When I read my text books, there is no subjectivity to the written word: the author meant this, period. As my friend Christina put it, “You can’t read into and/analyze board questions! It is what it is! That’s your new mantra.” And she’s right. I’m not in English anymore, I’m in Nursing.

This isn’t to say that all my previous skills are useless. There is room for critical thinking and analysis in Nursing, especially when it comes to the care of patients. But in the classroom, and in studying, there really isn’t. The NCLEX doesn’t care if I find that question 4 is wrongly constructed, it cares that I know the correct answer. My professors don’t really care if the writing in the Fundamentals textbook is dry, boring and devoid of character, they care that I read the assigned readings and know the material they will include in the exam.

It’s hard, I admit. While there is an element of a scientific process to my thought pattern (for all that I’m an emotional softie, I’m actually a fairly logical person), it hasn’t been the primary wiring of my brain for years. I now find myself forcing new neural pathways into being and clearing the debris on old ones that have lain dormant. It is the process of creating a new mental wiring, a Nursing mental wiring.

I just need it to happen before my test next Monday!

First Two Weeks of Class

January 17, 2012 Leave a comment

It’s been two weeks since classes started and I can tell you I have rediscovered the meaning to the word “overwhelmed.” In two weeks we have covered what would normally take about two months, and in Fundamentals alone we have covered what it took an entire class at FIU (my Intro to Nursing Concepts class). So yeah, overwhelming.

This semester so far I am taking the following classes:

  • Fundamentals of Nursing: Self-explanatory, everything from the history and theoretical foundations to how to do the basics of all nursing skills.
  • Fundamentals of Nursing Skills Lab: Where we learn the basic skills all nurses need to know, from washing hands to putting an enema!
  • Adult Health Assessment: Learning how to do both health history and assessment of a patient.
  • Intro to Nursing Math: Basic math skills needed for dealing with pharmaceuticals.

Already this week I have my Skills Lab examination and a quiz for Assessment, and next week the first exam for Fundamentals. Once February starts, the Skills class gets replaced with the Clinical rotation, and for that month we’ll be practicing at a local nursing home. In March, we start a second half of the semester and many of my classes change, but I’ll get to those down the line.

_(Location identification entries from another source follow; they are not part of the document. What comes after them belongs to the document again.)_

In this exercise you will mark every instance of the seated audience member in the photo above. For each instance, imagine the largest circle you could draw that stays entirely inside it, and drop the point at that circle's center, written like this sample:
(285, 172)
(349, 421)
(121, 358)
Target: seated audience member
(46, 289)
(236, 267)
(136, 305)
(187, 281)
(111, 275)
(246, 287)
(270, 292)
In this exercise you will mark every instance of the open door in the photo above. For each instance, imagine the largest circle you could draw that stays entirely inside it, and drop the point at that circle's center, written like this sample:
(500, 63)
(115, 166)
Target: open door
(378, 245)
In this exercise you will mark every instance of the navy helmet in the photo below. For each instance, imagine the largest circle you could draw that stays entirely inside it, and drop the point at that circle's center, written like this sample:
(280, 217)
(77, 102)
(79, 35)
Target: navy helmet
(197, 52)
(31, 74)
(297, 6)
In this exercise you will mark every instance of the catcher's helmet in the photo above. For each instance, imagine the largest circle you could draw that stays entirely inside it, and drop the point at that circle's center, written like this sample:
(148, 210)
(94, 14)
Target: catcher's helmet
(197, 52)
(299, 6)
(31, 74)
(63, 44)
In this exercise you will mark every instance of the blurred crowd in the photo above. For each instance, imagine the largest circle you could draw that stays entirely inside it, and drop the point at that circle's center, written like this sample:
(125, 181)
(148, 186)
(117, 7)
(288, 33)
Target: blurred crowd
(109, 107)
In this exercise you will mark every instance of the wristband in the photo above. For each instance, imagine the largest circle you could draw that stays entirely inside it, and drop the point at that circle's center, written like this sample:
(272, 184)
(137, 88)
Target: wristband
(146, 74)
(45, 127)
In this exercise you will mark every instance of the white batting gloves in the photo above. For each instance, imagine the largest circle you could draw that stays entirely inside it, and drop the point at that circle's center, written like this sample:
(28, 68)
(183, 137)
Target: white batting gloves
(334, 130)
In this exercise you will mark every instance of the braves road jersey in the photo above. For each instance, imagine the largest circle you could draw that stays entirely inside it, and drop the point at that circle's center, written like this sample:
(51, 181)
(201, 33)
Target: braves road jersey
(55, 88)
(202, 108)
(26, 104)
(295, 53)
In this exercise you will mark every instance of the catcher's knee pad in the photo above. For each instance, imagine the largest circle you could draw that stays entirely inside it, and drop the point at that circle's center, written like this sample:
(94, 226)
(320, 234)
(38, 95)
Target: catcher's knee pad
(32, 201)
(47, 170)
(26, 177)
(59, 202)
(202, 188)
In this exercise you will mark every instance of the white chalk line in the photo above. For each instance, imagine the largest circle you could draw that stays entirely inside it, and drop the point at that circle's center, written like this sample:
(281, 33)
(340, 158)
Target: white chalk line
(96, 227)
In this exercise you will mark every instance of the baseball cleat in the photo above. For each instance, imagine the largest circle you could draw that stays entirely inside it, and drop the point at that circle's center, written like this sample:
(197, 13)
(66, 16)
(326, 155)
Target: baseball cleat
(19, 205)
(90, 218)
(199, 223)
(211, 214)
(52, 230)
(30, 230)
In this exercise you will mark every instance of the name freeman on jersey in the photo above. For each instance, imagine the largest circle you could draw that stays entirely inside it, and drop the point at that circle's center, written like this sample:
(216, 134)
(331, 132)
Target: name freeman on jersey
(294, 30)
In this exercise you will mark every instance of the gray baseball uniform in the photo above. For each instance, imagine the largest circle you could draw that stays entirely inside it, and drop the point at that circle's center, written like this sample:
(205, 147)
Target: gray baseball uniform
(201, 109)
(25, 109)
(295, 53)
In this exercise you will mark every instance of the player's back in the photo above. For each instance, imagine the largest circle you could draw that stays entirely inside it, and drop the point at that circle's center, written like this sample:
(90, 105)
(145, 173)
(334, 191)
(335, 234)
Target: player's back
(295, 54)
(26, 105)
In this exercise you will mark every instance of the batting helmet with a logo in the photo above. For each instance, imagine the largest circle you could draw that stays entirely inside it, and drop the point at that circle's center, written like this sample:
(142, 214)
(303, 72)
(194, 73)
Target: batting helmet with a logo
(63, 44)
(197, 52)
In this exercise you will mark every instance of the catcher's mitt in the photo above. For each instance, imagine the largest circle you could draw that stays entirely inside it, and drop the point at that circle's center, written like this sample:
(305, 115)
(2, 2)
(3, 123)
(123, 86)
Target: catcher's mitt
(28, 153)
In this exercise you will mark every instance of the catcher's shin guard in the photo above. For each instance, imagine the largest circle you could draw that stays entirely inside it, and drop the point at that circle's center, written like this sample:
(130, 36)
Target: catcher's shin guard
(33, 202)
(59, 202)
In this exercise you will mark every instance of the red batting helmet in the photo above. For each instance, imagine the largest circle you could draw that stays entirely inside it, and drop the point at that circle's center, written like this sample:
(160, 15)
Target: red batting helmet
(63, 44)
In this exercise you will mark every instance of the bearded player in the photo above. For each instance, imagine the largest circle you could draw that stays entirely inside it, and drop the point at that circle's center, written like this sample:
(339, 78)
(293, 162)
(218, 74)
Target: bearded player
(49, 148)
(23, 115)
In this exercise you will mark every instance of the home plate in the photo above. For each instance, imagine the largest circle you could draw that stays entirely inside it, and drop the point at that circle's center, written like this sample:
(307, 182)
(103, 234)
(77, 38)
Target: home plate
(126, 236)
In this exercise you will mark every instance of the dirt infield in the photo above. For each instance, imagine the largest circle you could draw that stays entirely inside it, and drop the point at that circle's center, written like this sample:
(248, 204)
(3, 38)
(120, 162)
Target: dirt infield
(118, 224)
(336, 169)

So far it’s amazing, but I keep having this fear that someone will tell me that my presence there was a mistake and that I need to leave. I haven’t had much time to let it all sink in, and I suspect it will only sink in after I graduate. That’s how fast we’re going. This has also made me learn whole new ways to study, and while I’m taking a few minutes to write this, I already feel guilty that I’m not reading one of my books.

The material is extensive, and the one good thing is that all of us in the class are in the same place, freaking out about the amount of material and wondering if we’re studying right or not. I assume once we have our first exam we will have a better idea of what to expect and study patterns will shift to reflect that.

So that’s the first two weeks. I continue to be curious how each of us in the class made it there. We’re all still getting to know each other (which is weird when we have to practice procedures on each other — though not the enema). Now gotta get back to studying.

And It’s Official!

January 3, 2012 3 comments

image

See that? That’s my ID and parking decal, making it official that I’m a student at the Miami Dade College Medical Campus, Accelerated Nursing Option. Classes start tomorrow, January 4th, and from there it’s a whole crazy year to becoming an RN. I’m freaking out, but you know what? Bring it!